Posicionamento: Um Templo Lindo (Mas Sem Críticas)
Sendo seu amigo aqui do CineGourmet, eu preciso te dizer: eu amo a série “Chef’s Table”. É o meu “show de zen”. Quando o mundo está feio, eu coloco um episódio para lembrar que a beleza e a paixão existem.
Mas… você precisa saber o que está assistindo.
A série “Chef’s Table” não é jornalismo. É uma hagiografia (uma “biografia de santo”). Ela nunca critica o chef. Ela nunca questiona os preços absurdos (como O Menu fez). Ela nunca fala sobre o burnout dos funcionários (como O Urso faz).
Ela é uma celebração pura, 100% otimista e romantizada do artista. E, quer saber? Às vezes a gente precisa disso.
A série é a tese de que Jiro Dreams of Sushi aplicada ao mundo: a de que um chef não é um operário, é um artista.
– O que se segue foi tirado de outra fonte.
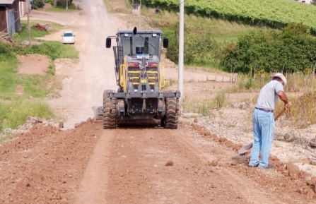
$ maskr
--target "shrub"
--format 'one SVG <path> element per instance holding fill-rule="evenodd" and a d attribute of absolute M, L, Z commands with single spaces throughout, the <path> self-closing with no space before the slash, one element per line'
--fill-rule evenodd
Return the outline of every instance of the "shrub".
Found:
<path fill-rule="evenodd" d="M 295 72 L 315 66 L 316 38 L 302 24 L 282 31 L 261 31 L 242 36 L 223 51 L 221 63 L 235 72 Z M 254 71 L 255 73 L 255 71 Z"/>
<path fill-rule="evenodd" d="M 209 33 L 191 30 L 189 27 L 185 28 L 185 64 L 206 65 L 216 63 L 220 59 L 221 45 Z M 175 25 L 164 32 L 170 39 L 166 56 L 175 63 L 177 63 L 179 59 L 178 30 L 178 25 Z"/>

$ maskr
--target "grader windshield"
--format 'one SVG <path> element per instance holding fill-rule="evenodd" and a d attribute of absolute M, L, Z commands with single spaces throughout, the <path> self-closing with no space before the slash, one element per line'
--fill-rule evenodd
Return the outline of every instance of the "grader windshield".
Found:
<path fill-rule="evenodd" d="M 160 54 L 160 32 L 142 32 L 139 31 L 136 35 L 131 32 L 119 33 L 119 40 L 123 47 L 124 55 L 136 56 L 138 54 L 156 55 Z"/>

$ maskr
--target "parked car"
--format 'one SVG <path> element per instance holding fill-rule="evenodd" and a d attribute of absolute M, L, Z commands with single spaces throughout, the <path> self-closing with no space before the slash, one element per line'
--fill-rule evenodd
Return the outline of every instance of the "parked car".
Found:
<path fill-rule="evenodd" d="M 64 44 L 75 44 L 75 35 L 71 31 L 64 32 L 62 37 L 62 43 Z"/>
E que um prato de comida não é sustento, é uma história, uma filosofia, uma obra de arte que você pode comer. E, cara, a série “Chef’s Table” defende essa tese com tanta beleza visual e emocional que você acredita em cada segundo.
O impacto cultural disso foi gigante. Chef’s Table mudou a carreira desses chefs. Mudou a forma como todos os outros programas de culinária (inclusive no YouTube) são filmados. Todo mundo hoje quer o “look Chef’s Table”.
Obrigatório, Lindo e Perigosamente Inspirador
A série “Chef’s Table” é, talvez, o documento de gastronomia mais importante do século 21 até agora. É um marco visual e narrativo.
- Pontos Fortes: A cinematografia mais bonita já feita sobre comida. Ponto. A trilha sonora que transforma culinária em ópera. E as histórias (especialmente das primeiras temporadas) que são genuinamente inspiradoras.
- Pontos Fracos: A fórmula se torna extremamente repetitiva depois de um tempo. E é um programa 100% sem senso crítico, beirando a idolatria.
Vale a pena ser assistido? É ABSOLUTAMENTE OBRIGATÓRIO.
Este não é um programa para “maratonar” tudo de uma vez (você vai ter uma overdose de genialidade e música clássica). É um programa para ser degustado. Assista a um episódio. Pense sobre ele. Inspire-se. Depois vá para o próximo.
É indicado para qualquer pessoa que ame gastronomia, arte, design, música clássica, ou que simplesmente queira ver algo bonito e acreditar na paixão humana.